CAST function converts input collection (result of COLLECT function) into another collection, where I need to specify exactly which one.
That’s why I have to use “as name_coll_type”.
More about SQL functions you can find in Oracle Database SQL Language Reference book, which is available at the following link:
As you can observe, SQL completes in 2 minutes and 8 seconds which is a very good result, when compared with two previous attempt, and taking into account extensive context switching – 10 million times between SQL and PL/SQL engine.
Can we do better?
Method 4 – apex_string – join_clob function
In this method I’m going to use Oracel APEX join_clob function.
For this to work, you need to first install APEX.
You can download APEX from the following link:
You can choose the latest version of APEX (at the time of writing it is 19.2) no matter which database version you are running (e.g. you can install APEX 19.2 on Oracle database 12c).
If you only need one language (english), you can download smaller version.
After downloading and unpacking zip file, you need to connect as SYSDBA to create tablespace and execute the installation script:
connect / as sysdba create tablespace apex datafile '/u01/app/oracle/oradata/ORCL/apex01.dbf' size 10m autoextend on next 10m maxsize unlimited extent management local autoallocate; --execute as SYSDBA @apexins.sql apex apex temp /i/ Position 1: Name of tablespace for Application Express application user – apex Position 2: Name of tablespace for Application Express files user - apex Position 3: Name of temporary tablespace or tablespace group - temp Position 4: Virtual directory for APEX images - i
You don’t need to create web listener if you just want to install APEX functions and you are not planning to run APEX apps.

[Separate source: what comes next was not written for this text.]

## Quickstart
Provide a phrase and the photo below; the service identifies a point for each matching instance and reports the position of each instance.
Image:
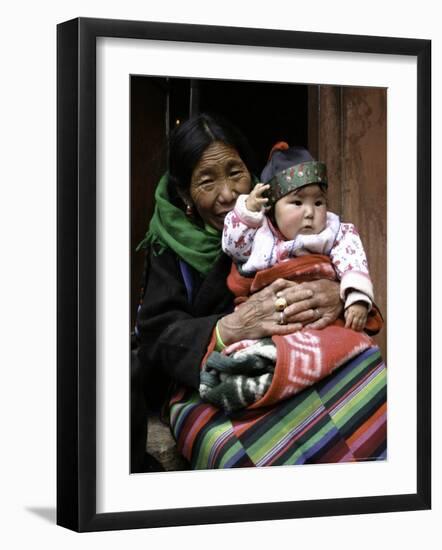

Finally I can execute the query:
select apex_string.join_clob( cast( collect( rpad(t.cache, 2) order by t.timestamp ) as apex_t_varchar2 ) , '' , 12 /* dbms_lob.call */ ) as some_list from test t where rownum < 10000000; Elapsed: 00:00:24.33 Statistics ---------------------------------------------------------- 283 recursive calls 55942 db block gets 92872 consistent gets 29510 physical reads 0 redo size 23610 bytes sent via SQL*Net to client 14130 bytes received via SQL*Net from client 66 SQL*Net roundtrips to/from client 0 sorts (memory) 1 sorts (disk) 1 rows processed
Again I’m using cast/collect combination as in previous method (name_coll_type type/name_coll_type_to_clob function), but this time I added apex_string.join_clob function.
But this approach has brought the best result so far (from 2 minutes 8 sec → 24 sec).
Method 5 – json_arrayagg / json_value
This is the last method I’ll explain.
JSON_ARRAYAGG function takes as input column of SQL expression, converts it to JSON value and returns JSON array where each element is JSON value.
JSON_VALUE converts JSON value into the SQL value.
Here is the SQL code:
select json_value( replace( json_arrayagg( rpad(t.cache, 2) order by t.timestamp returning clob ) , '","' , '' ) , '$' returning clob ) as some_list from test t where rownum < 10000000; Elapsed: 00:00:14.92 Statistics ---------------------------------------------------------- 406 recursive calls 670738 db block gets 175185 consistent gets 29510 physical reads 0 redo size 23606 bytes sent via SQL*Net to client 14130 bytes received via SQL*Net from client 66 SQL*Net roundtrips to/from client 0 sorts (memory) 1 sorts (disk) 1 rows processed
The JSON method is even better than previous one, as elapsed time dropped from 24 sec → 15 sec.
There are many way to achieve desired functionality.
In this and previous posts I’ve listed five different methods.
While there are many ways to achieve the same goal, only one or two ways are usually scalable and fast.
As always, the key is to understand how, under the hood, some functionality is implemented.